Aside from the poorly organized contest, I will discuss my solutions for the 3 problems presented. Apparently I didn't save the problem descriptions and the site is down at the moment. However, a quick search on "double squares peg games studious student" will give you the problem descriptions and perhaps other solutions in other languages.
Problem 1 - Double Squares
This problem can be solved in linear time O(sqrt(2^31)) = O(46341) per test case. The idea is to find two pairs (L,R) that satisfy L*L + R*R == X. We begin from L = 0 and R = 46341 and start scanning. It can be proven that if (L*L + R*R > X) then the next "satisfying pair" (L,R) will be on (L,R-1), similarly on the two other cases.
#include <stdio.h>
int main(){
int N,X,res;
scanf("%d",&N);
while (N--){
scanf("%d",&X);
long long L=res=0, R=46341; // R = sqrt(2^31)
while (L<=R){
long long Y = L*L + R*R;
if (Y > X) R--;
else if (Y < X) L++;
else res++, L++;
}
printf("%d\n",res);
}
}
Problem 2 - Peg Game
Dynamic Programmers veteran will immidiately see the solution :). We can first set the last row probability to zero except the goal's column which have probability one. Then we can start filling out the probabilites for the second to last row and so on up to the first row. We only need to calculate probability for empty cells '.'. If the cell has two possible branches, the probability is taken 0.5 and 0.5 from each branch.
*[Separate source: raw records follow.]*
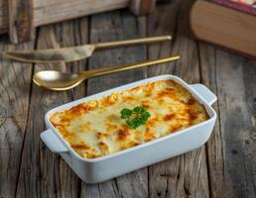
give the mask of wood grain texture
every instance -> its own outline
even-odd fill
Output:
[[[136,20],[128,12],[116,11],[108,14],[95,15],[91,17],[90,43],[143,37],[145,36],[145,18]],[[95,51],[89,59],[88,67],[90,69],[98,68],[136,62],[145,58],[146,48],[143,46],[125,49],[119,48],[104,51]],[[87,87],[88,94],[90,95],[142,79],[145,77],[144,71],[145,69],[139,68],[89,79]],[[95,185],[82,183],[81,197],[147,197],[147,168],[143,168]]]
[[[17,3],[22,3],[21,5],[25,5],[25,9],[28,11],[31,7],[28,7],[27,5],[32,4],[25,4],[25,2],[32,1],[34,3],[32,10],[34,15],[34,25],[36,27],[102,11],[125,8],[129,6],[130,2],[130,0],[0,0],[0,34],[8,32],[9,20],[12,22],[12,25],[15,25],[14,23],[17,19],[17,11],[13,8],[17,7],[14,6],[16,6]],[[11,5],[11,7],[9,6],[12,13],[12,18],[10,19],[7,12],[8,3]],[[22,10],[22,12],[25,13],[25,10]],[[26,21],[21,21],[21,23],[23,22]],[[13,26],[10,26],[10,28],[12,31],[15,31]]]
[[[56,0],[58,2],[59,0]],[[53,1],[55,2],[55,1]],[[0,61],[0,197],[256,197],[256,63],[197,43],[189,28],[192,0],[170,0],[147,18],[128,11],[98,14],[39,29],[34,43],[1,50],[67,47],[172,34],[147,47],[95,51],[89,61],[42,65]],[[42,5],[44,1],[41,2]],[[0,0],[0,7],[1,7]],[[1,9],[0,9],[1,10]],[[1,13],[0,13],[1,23]],[[181,60],[95,77],[73,90],[53,92],[31,84],[32,74],[53,68],[76,72],[146,58],[181,54]],[[60,104],[118,85],[173,73],[202,82],[217,96],[214,132],[205,147],[99,184],[78,179],[40,140],[44,114]],[[120,162],[120,165],[121,162]],[[2,182],[4,181],[4,182]]]
[[[198,0],[191,12],[191,25],[199,40],[256,58],[255,16]]]
[[[33,0],[8,0],[9,36],[14,43],[35,38]]]
[[[33,50],[0,38],[1,50]],[[0,197],[14,197],[30,103],[32,64],[0,60]]]
[[[189,11],[193,1],[172,1],[160,6],[149,16],[148,33],[173,33],[174,40],[161,47],[150,47],[149,56],[181,54],[181,60],[149,68],[149,76],[173,73],[189,83],[198,83],[199,61],[196,43],[189,28]],[[179,11],[179,12],[178,12]],[[170,14],[172,13],[172,14]],[[179,20],[178,20],[179,19]],[[205,148],[201,147],[181,156],[149,167],[150,197],[209,197]]]
[[[201,74],[218,96],[219,124],[207,143],[211,196],[255,197],[256,64],[204,44]]]
[[[86,43],[83,41],[86,37],[80,33],[87,34],[87,22],[82,22],[82,26],[77,22],[66,22],[43,27],[39,31],[37,49],[81,45]],[[70,67],[64,64],[36,64],[35,72],[46,68],[70,70]],[[84,67],[72,65],[72,70],[78,69]],[[77,197],[80,186],[78,178],[60,155],[54,154],[46,148],[40,140],[40,133],[46,129],[45,112],[73,98],[82,97],[84,92],[82,88],[76,89],[77,92],[81,91],[76,94],[72,94],[72,91],[51,92],[35,84],[32,88],[17,197]]]

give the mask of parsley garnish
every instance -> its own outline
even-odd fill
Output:
[[[133,129],[145,125],[150,116],[150,113],[143,107],[135,107],[133,110],[125,108],[121,111],[121,119],[124,119],[126,124]]]

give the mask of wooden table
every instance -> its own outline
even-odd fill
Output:
[[[76,46],[172,34],[170,43],[97,51],[70,64],[0,61],[0,197],[256,197],[256,64],[197,42],[189,27],[192,0],[161,4],[136,19],[126,10],[50,25],[37,39],[20,46],[1,36],[1,50]],[[66,92],[32,83],[36,71],[75,72],[100,66],[181,54],[182,59],[89,79]],[[44,114],[58,105],[149,76],[172,73],[190,83],[201,82],[218,97],[210,140],[200,148],[89,185],[40,140]],[[132,162],[132,161],[131,161]]]

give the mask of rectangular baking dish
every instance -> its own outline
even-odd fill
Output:
[[[99,99],[103,96],[110,95],[113,92],[131,89],[145,83],[168,79],[173,79],[188,89],[192,95],[204,106],[209,119],[149,143],[106,156],[91,159],[79,156],[50,122],[50,116],[55,112],[69,109],[88,100]],[[202,84],[189,85],[177,76],[159,75],[97,93],[50,110],[45,116],[48,130],[43,132],[40,136],[53,152],[62,155],[80,179],[87,183],[97,183],[182,154],[202,146],[208,140],[215,124],[216,113],[211,107],[215,101],[216,96]]]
Otherwise, the full probability of the only branch is copied (as well as for the fall through case).
#include <stdio.h>
#include <string.h>
#define REP(i,n) for (int i=0,_n=n; i<_n; i++)
double p[111][222];
char m[111][222];
int N,R,C,K,M,r,c;
int main(){
scanf("%d",&N);
while (N--){
scanf("%d %d %d %d",&R,&C,&K,&M);
memset(m,'.',sizeof(m)); // creates empty board
REP(i,R){
if (i%2==0){
REP(j,C) m[i][2*j] = 'x'; // pegs for the odd rows
} else {
REP(j,C-1) m[i][2*j+1] = 'x'; // pegs for the even rows
m[i][0] = m[i][2*C-2] = ' '; // wall on the left and right
}
}
REP(i,M) scanf("%d %d",&r,&c), m[r][2*c + r%2] = '.'; // mark missing pegs
REP(i,C) p[R-1][2*i+1] = 0.0; // clear last row probability
p[R-1][2*K+1] = 1.0; // set the goal probability = 1.0
for (int i=R-2; i>=0; i--) // do dynamic programming from bottom to top
REP(j,2*C-1) if (m[i][j]=='.'){ // only calculate probability for empty cells
if (m[i+1][j]=='x'){
if (m[i+1][j-1]==' ') p[i][j] = p[i+1][j+1]; // only consider right
else if (m[i+1][j+1]==' ') p[i][j] = p[i+1][j-1]; // only consider left
else p[i][j] = (p[i+1][j+1] + p[i+1][j-1]) / 2.0; // consider both
} else if (m[i+1][j]=='.'){
p[i][j] = p[i+1][j]; // fall through
}
}
int col = 0; double maxp = -1;
REP(j,C-1) if (p[0][j*2+1] > maxp) // loop through the first row
maxp = p[0][j*2+1], col = j; // and keep track the best probability
printf("%d %.6lf\n",col,maxp);
}
}
Problem 3 - Studious Student
Again, Dynamic Programming is the way. The DP state is dp[mask] = the least lexicographic string using the words in the mask. The answer is dp[(1<<M)-1], that is the least lexicographic string using all the words.
#include <stdio.h>
#include <string>
#include <vector>
using namespace std;
#define REP(i,n) for (int i=0,_n=n; i<_n; i++)
string memo[1<<10];
vector<string> vs;
char s[1000];
int N,M;
string rec(int mask){
if (mask == (1<<M)-1) return "";
string &ret = memo[mask];
if (ret != "{") return ret;
REP(i,M) if (!(mask & (1<<i)))
ret = min(ret, vs[i] + rec(mask|(1<<i)));
return ret;
}
int main(){
scanf("%d",&N);
while (N--){
scanf("%d",&M);
vs.clear();
REP(i,M) scanf("%s",s), vs.push_back(s);
REP(i,1<<M) memo[i] = "{";
puts(rec(0).c_str());
}
}
Update: Eko Wibowo mentioned that a simple sort is enough, using the following comparison function:
bool cmp(const string &a, const string &b){
return (a+b) < (b+a);
}
Update: Suhendry mentioned that this problem is similar to this problem. The first two problems are also not original according to some TopCoders (see the TopCoder forum).